Il y a
40 ans : la catastrophe de Tchernobyl
Le 26 avril 1986, dans ce
qui était alors l’Union soviétique, une catastrophe majeure se produisait à la
centrale nucléaire de Tchernobyl. Lors d’un test de sécurité, son réacteur no
4 explosa, projetant dans l’atmosphère une grande quantité de produits
radioactifs.
Publié le 28/04/2026
Alors que le nuage radioactif
s’étendait rapidement sur l’Europe, et au-delà, ici, les autorités françaises
prétendirent qu’il épargnait le pays. Il ne fallait pas laisser craindre qu’un
jour, un tel drame puisse survenir dans la première puissance d’Europe en
matière d’électricité nucléaire. Toutes les chaînes de télévision durent donc
mentir, publiant cartes et commentaires sur le nuage de Tchernobyl qui se
serait « arrêté à nos frontières ».
Quarante ans plus tard, les
médias ont tenu à faire preuve de la même « responsabilité ». Bien peu ont
rappelé que des catastrophes nucléaires avaient eu lieu avant Tchernobyl, comme
à Three Mile Island, aux États-Unis, même si les conséquences n’en avaient pas
été aussi tragiques. Celle de Fukushima au Japon, en 2011, classée au même
niveau 7 d’intensité des accidents nucléaires, a été aussi en grande partie «
oubliée ». Sans doute parce qu’elle témoigne d’un mépris des populations par un
État capitaliste développé et d’un degré d’irresponsabilité des grandes
compagnies d’électricité n’ayant rien à envier à ce dont le régime de la
bureaucratie soviétique fit la preuve lors de ce drame.
Catastrophe
et glasnost
Gorbatchev dirigeait alors
l’Union soviétique mais il n’apprit du KGB (la police politique) ce qui était
arrivé que le 27 avril. Il mit plusieurs jours à communiquer sur la
catastrophe, mais le seul fait d’en parler tranchait avec la pratique d’un
régime qui avait par le passé tu certains accidents nucléaires.

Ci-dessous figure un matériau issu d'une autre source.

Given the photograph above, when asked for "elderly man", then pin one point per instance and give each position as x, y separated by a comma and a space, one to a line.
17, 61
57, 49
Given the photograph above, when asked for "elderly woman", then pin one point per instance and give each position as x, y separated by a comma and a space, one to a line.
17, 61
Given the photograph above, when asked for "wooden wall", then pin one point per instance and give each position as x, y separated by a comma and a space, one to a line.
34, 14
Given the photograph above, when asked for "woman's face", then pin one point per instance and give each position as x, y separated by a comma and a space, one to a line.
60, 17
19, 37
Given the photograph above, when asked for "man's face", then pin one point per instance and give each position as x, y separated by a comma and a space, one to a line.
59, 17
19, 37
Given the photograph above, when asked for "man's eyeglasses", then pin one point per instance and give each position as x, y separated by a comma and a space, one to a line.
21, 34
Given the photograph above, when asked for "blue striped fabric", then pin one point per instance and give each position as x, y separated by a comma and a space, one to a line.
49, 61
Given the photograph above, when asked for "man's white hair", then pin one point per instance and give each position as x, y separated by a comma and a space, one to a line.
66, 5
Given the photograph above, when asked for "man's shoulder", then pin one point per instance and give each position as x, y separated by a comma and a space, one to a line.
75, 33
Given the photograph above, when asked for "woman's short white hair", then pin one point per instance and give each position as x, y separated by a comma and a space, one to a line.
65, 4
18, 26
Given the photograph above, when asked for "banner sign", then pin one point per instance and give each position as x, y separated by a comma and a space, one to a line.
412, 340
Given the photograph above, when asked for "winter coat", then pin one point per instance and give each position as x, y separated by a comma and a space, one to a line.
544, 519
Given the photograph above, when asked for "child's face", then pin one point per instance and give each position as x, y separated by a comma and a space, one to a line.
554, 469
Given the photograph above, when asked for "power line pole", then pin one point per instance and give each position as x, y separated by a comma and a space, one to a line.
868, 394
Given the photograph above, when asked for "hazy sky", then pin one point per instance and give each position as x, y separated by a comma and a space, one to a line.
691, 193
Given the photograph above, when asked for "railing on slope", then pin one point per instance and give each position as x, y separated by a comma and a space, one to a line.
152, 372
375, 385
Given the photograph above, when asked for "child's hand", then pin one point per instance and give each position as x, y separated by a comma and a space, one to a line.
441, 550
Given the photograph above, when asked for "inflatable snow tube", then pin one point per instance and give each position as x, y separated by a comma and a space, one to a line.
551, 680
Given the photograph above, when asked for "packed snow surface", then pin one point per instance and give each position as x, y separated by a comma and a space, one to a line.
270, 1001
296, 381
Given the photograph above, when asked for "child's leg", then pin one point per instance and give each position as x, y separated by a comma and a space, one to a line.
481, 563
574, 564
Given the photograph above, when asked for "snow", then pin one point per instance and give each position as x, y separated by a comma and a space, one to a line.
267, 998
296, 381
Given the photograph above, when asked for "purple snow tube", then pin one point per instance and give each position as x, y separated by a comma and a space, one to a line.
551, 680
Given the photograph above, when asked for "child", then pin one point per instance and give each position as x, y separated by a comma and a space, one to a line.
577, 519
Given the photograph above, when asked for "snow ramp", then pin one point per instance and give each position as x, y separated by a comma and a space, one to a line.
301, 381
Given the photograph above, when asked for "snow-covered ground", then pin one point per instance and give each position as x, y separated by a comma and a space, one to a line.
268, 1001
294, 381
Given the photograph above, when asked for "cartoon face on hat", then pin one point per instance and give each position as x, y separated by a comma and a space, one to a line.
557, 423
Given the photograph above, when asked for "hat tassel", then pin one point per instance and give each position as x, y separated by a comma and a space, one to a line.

Au pouvoir depuis un an mais
peinant à asseoir son autorité à la tête de l’État, Gorbatchev se faisait fort
d’y parvenir en ralliant à lui des secteurs de la population. Pour cela, il lui
promettait la « refonte de la société » (la perestroïka) et plus de «
transparence » (la glasnost). Cela n’empêcha pas le Kremlin de minimiser
l’ampleur de la catastrophe. En particulier, il ne voulut pas évacuer tout de
suite les populations ukrainienne et biélorusse vivant près de Tchernobyl, ni
avertir les deux millions d’habitants de Kiev, la toute proche capitale de
l’Ukraine. Et ce n’est qu’au début du mois de mai qu’on installa une zone
d’exclusion de trente kilomètres autour de Tchernobyl, où vivaient 135
000 personnes.
Les équipes chargées de «
liquider » l’incendie du réacteur – des pompiers, des soldats, des volontaires,
qui combattirent le feu et durent ramasser des débris irradiés sans autre
équipement que des protections dérisoires – furent envoyées à une mort
certaine. Pratiquement, dans les semaines et les mois qui suivirent, tous les «
liquidateurs » décédèrent du fait d’avoir été contaminés. Aucune statistique
n’ayant été publiée, on ignore le nombre précis des victimes civiles, mais il
est estimé à 43 000.
Vinci,
Bouygues, Westinghouse…
Comme il fallait désigner des
coupables, la justice condamna peu après quelques responsables techniques de la
centrale à des années de camp. Quant au réacteur même, après une première
tentative infructueuse, il fallut encore une bonne dizaine d’années avant qu’on
l’isole sous une enceinte de confinement, un « sarcophage » de 18
000 tonnes de béton et de métal.
Les firmes françaises de BTP
Bouygues et Vinci, réunies au sein du consortium Novarka, se taillèrent la part
du lion de ce marché colossal. Estimé à un demi- milliard d’euros il y a vingt ans,
il fut financé en grande partie par la BERD (Banque européenne pour la
reconstruction et le développement).
En 2000, on annonça qu’on avait
fermé le dernier réacteur en activité de Tchernobyl. Le nucléaire civil
ukrainien n’en a pas moins continué à faire saliver les géants mondiaux du
secteur. Ainsi, la firme américaine Westinghouse a, depuis des années, obtenu
de l’État ukrainien l’exploitation des centrales ukrainiennes, dont celle de
Zaporojjia, que contrôle l’armée russe, même si cela reste pour l’heure en
grande partie virtuel.
Quand Zelensky, à propos de la
guerre en cours, vitupère le « terrorisme nucléaire russe », il se fait
aussi, sinon surtout, le défenseur des intérêts de Westinghouse.